Normal brain tissue is modeled as a fixed volume not subject to radiation-induced cell killing or repopulation, and is computed at the time that radiotherapy begins. Normal tissue cell density (n) is defined to be the inverse of the tumor cell density (c) subject to the ratio of normal tissue carrying capacity to the tumor tissue carrying capacity (NK = kn/kt) so that n = NK(1−c). The maximum normal tissue carrying capacity, kn = 1.4×105 cells/mm3, is computed by assuming an average of 2×1011 cells in a 1.4×106 mm3 brain [11].

Multi-Objective Evolutionary Algorithm (MOEA) for IMRT Optimization

We integrated the MOEA, as in [8], to generate deliverable IMRT plans that meet defined restrictions and are Pareto-optimal with respect to all decision criteria, i.e. plans for which any change to improve performance for one decision criteria will decrease performance for another [8]. Unlike the work presented in Holdsworth et al (2012) however [8], we applied a different set of decision criteria and optimization restrictions to generate more clinically acceptable dose distributions for a cohort of patients. Specifically, we provided the following two decision criteria to represent relevant clinical goals:

  1. Minimize EUD to normal brain tissue.

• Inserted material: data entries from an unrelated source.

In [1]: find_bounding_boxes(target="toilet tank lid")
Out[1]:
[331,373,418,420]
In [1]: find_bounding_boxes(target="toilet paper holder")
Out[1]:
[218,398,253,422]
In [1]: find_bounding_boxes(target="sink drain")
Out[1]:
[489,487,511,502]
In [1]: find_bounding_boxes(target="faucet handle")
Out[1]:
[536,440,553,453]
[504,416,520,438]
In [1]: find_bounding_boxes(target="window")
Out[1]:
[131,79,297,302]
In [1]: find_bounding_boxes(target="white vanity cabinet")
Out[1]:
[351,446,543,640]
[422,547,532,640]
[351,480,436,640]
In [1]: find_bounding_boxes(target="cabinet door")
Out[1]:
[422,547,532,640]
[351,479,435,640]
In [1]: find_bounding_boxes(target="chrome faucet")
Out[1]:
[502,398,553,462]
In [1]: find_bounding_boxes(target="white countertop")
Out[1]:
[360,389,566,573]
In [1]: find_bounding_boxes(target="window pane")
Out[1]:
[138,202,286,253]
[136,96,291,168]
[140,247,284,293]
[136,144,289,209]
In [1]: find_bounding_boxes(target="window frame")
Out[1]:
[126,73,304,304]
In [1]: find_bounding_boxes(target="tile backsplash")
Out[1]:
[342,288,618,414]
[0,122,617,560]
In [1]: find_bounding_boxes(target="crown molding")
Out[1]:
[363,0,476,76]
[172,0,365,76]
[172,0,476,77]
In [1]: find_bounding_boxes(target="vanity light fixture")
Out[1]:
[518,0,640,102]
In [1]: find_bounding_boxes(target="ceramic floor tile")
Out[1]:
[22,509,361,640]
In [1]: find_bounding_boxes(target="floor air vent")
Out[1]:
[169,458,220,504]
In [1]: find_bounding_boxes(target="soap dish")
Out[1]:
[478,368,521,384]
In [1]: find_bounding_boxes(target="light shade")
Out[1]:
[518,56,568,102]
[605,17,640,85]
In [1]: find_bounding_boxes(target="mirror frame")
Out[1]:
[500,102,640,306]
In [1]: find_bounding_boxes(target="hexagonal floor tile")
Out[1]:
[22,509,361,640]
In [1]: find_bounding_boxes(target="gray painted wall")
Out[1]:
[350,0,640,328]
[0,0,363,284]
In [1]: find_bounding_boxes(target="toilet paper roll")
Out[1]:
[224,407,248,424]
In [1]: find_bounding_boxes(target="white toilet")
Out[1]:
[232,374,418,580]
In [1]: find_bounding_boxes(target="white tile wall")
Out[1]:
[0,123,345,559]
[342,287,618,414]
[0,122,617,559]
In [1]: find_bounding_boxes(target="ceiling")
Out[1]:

  2. Minimize the number of viable tumor cells after seven days of PIRT model simulation.

From the set of pareto-optimal plans, we chose the plan that results from giving equal importance to both decision criteria. More details of the MOEA can be found in [8].

Optimization Restrictions

In addition to the decision criteria, we included several restrictions, summarized in table 1, to generate dose fractions that are comparable to the standard-of-care. Outside of the T2/FLAIR region, the total daily dose was limited to a peak of 2.5 Gy since the normal tissue toxicity for daily fractions that exceed this dose is unpredictable [17]. We also required that the per fraction EUD to normal tissue outside of the T1Gd enhancing region be less than or equal to the standard-of-care, ensuring that the total dose remains well below the TD 5/5 tolerance dose; the dose resulting in a 5% probability of complication within five years [18]. Within the T2/FLAIR volume, each dose fraction was limited to a peak of 5 Gy resulting in total doses of over 100 Gy to the center of target. In practice, these dose restrictions could be modified at the discretion of the clinician.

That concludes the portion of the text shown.